Die Kernzelle von Andorra findet sich in Max Frischs Tagebuch als Eintragung des Jahres 1946. Andorra ist der Name für ein Modell: Es zeigt den Prozeß einer Bewußtseinsveränderung, abgehandelt an der Figur des jungen Andri, den die Umwelt so lange zum Anderssein zwingt, bis er es als sein Schicksal annimmt. Dieses Schicksal heißt in Max Frischs Stück »Judsein«. Das Schauspiel erschien als Buchausgabe zuerst 1961.

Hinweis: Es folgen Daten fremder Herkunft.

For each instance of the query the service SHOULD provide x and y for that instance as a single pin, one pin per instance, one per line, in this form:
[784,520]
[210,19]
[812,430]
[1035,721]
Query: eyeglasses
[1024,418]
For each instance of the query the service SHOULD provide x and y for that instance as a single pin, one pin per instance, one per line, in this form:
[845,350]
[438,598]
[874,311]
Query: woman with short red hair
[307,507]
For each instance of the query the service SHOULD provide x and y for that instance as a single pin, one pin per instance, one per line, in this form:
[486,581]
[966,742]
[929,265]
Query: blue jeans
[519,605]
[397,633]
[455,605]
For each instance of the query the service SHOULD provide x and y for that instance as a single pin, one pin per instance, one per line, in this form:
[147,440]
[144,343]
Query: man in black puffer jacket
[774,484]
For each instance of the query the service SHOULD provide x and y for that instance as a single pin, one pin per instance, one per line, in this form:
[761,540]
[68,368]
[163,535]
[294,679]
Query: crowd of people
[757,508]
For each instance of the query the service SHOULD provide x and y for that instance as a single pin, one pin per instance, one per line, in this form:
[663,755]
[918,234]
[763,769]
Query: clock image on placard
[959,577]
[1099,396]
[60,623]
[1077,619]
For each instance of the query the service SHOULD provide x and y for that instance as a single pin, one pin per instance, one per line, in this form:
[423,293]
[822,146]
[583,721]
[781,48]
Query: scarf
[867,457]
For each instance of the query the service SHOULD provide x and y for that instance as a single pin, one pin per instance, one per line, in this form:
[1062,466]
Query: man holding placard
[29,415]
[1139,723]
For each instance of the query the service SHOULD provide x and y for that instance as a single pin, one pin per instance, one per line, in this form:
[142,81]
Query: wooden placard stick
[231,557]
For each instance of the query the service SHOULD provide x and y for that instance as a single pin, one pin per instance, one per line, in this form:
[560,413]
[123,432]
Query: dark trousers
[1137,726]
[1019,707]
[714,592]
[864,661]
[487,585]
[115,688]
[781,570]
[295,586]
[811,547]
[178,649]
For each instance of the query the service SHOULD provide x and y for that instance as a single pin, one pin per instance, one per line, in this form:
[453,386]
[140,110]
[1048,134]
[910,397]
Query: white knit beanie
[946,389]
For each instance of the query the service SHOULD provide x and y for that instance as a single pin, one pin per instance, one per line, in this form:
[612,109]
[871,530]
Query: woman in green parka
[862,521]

»Frisch hat das Drama eines unheilbaren Vorurteils geschrieben. Er hat sich ... dabei auf die Frage nach dem Wie beschränkt. Nicht warum die Andorraner antisemitisch reagieren, wird erörtert, sondern auf welche Weise sie es tun. Das Drama fragt sich nicht in Menschen hinein, sondern es stellt fest. Am Anfang gleicht es beinahe einer dramatisierten Soziologie gesellschaftlich vermittelter antisemitischer Verhaltensweisen.«
Joachim Kaiser, Süddeutsche Zeitung
Max Frisch, am 15. Mai 1911 in Zürich geboren, starb dort am 4. April 1991. Sein Werk erscheint im Suhrkamp Verlag.
Andorra
Stück in zwölf
Bildern
Suhrkamp
Das Andorra dieses Stückes hat nichts zu tun mit dem wirklichen Kleinstaat dieses Namens, gemeint ist auch nicht ein andrer wirklicher Kleinstaat; Andorra ist der Name für ein Modell. M.F.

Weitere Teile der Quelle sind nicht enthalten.